Yeah, usually. Usually to start, I have to have you go from point A to B to C or whatever. When I start, I will usually know point B and point C. And by the time I get to C, I will know the next section, depending on how long it is, or maybe the whole thing. I get bored easily, so it is better if I do not know. I am discovering it along with the reader. Also I think it is better, because I cannot telegraph- Like if it is a murder mystery or something, or if there is a mystery element, I cannot telegraph it to the reader, if I do not know until I get there.

CW (01:04:38):

<laugh>

MW (01:04:38):

I have a problem reading some mysteries.
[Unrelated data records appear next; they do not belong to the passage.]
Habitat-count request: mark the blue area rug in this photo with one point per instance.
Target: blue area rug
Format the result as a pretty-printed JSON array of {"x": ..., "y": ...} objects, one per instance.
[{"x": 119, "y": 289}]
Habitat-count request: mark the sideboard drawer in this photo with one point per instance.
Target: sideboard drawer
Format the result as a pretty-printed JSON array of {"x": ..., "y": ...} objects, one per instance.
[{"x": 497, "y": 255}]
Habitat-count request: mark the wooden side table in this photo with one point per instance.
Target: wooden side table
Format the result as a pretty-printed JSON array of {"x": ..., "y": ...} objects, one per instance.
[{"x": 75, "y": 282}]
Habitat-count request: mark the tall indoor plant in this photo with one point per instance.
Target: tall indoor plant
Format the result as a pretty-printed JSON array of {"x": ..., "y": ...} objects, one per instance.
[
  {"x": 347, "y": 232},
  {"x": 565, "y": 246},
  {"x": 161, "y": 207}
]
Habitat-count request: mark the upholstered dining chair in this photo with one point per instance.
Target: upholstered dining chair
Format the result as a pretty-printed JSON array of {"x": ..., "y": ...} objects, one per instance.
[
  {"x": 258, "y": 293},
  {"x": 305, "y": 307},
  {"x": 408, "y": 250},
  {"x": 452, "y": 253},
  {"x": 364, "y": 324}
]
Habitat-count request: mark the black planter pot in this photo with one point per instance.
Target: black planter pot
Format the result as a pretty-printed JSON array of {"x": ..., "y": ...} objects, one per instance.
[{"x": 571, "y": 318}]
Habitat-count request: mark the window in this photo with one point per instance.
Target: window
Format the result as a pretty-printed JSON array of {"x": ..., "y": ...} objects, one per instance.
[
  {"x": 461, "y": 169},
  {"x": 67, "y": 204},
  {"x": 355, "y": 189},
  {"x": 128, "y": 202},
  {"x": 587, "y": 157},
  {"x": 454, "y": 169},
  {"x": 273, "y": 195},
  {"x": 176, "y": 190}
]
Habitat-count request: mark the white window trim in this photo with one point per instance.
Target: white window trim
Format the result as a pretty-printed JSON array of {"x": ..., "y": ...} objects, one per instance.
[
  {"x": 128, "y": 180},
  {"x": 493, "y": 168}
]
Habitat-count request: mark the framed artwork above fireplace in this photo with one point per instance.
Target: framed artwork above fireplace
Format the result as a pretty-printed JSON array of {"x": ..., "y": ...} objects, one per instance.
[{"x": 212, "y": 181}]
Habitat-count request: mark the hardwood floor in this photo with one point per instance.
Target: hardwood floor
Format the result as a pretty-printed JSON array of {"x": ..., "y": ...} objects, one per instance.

I can tell they have been plotted out in advance, because I will read the first chapter and then they will- There used to be a thing, I think it was a convention, of you have to me mention the murderer really early on, or it is not fair or whatever. And they would mention the murderer, and I would go, "That is the murderer." Not because I am Columbo or anything, but just because narratively it was filling a space where there was no reason for this character to be brought up, unless they were the murderer. <laugh>

EW (01:05:11):

All right. Yep. I can see that. But, how do you plot these so tightly? How do you make all of the characters work, and not do stupid things, if you do not have an outline? That is like- I can see how you would have trouble with action scenes. You would have to- One of the good things about outlining is that you get from the beginning to the end, and along the way you know how many drones Murderbot has lost at certain periods.

CW (01:05:40):

<laugh>

MW (01:05:42):

Well sometimes you have to keep rereading and revising until you get it right <laugh>. Until you remember. That is the drone count. Actually, it is funny that you brought that up, because in the last one I just finished, I had to go back and do a quick read, to make sure I had not- And yes, in the middle, I had messed up the number <laugh>.

(01:06:02):

I am bad with numbers, so I have to really- Even small numbers. I do that all through my books. Oh, they are fighting five guys. Well, suddenly there are four, and things like that. I will drop or add a number. It is a really weird mental thing. So I have to be careful with that. But you just have to revise a lot. I know one advice I have heard is, to write through a whole draft and not go back. I cannot do that.

CW (01:06:35):

Oh. No.

MW (01:06:36):

When I am changing my mind about what I want to have happen, or coming up with new stuff I want to add, I have to go back and get that added in, and get the foundation for that, so I can go on. It is like those things where, however you end up with a finished piece of work, is the right way to write for you. There is no one right way to write. It is all very, very individual.

EW (01:07:03):

Martha, do you have any thoughts you would like to leave us with?

MW (01:07:07):

I do not think so. I have my next book coming out, is Witch King, in May 2023. There should be another Murderbot pretty soon after that.

EW (01:07:19):

I am looking forward to both, even though they are too far away.

MW (01:07:22):

Yeah <laugh>, they are. Well, it is actually October. I keep reminding myself that. It is going to be 2023 pretty soon.

EW (01:07:30):

Our guest has been Martha Wells, author of the Murderbot Diaries, the Books of the Raksura, and many others. She has won Nebula, Hugo, and Locus Awards for her work. Check out the links in the show notes. We will have links to her books, as well as some of the other authors we have talked about.

CW (01:07:47):

Thanks, Martha.

MW (01:07:49):

Thank you very much.

EW (01:07:51):

Thank you to Christopher for producing and co-hosting. Thank you to our Patreon listener Slack group for not having questions for Martha, so that I could ask all of them. And of course, thank you for listening. You can always contact us at show@embedded.fm or hit the contact link on embedded.fm.

(01:08:07):

Now a quote to leave you with, from Murderbot, or, well, from Martha Wells in Rogue Protocol, "I hate caring about stuff. But apparently once you start, you cannot stop."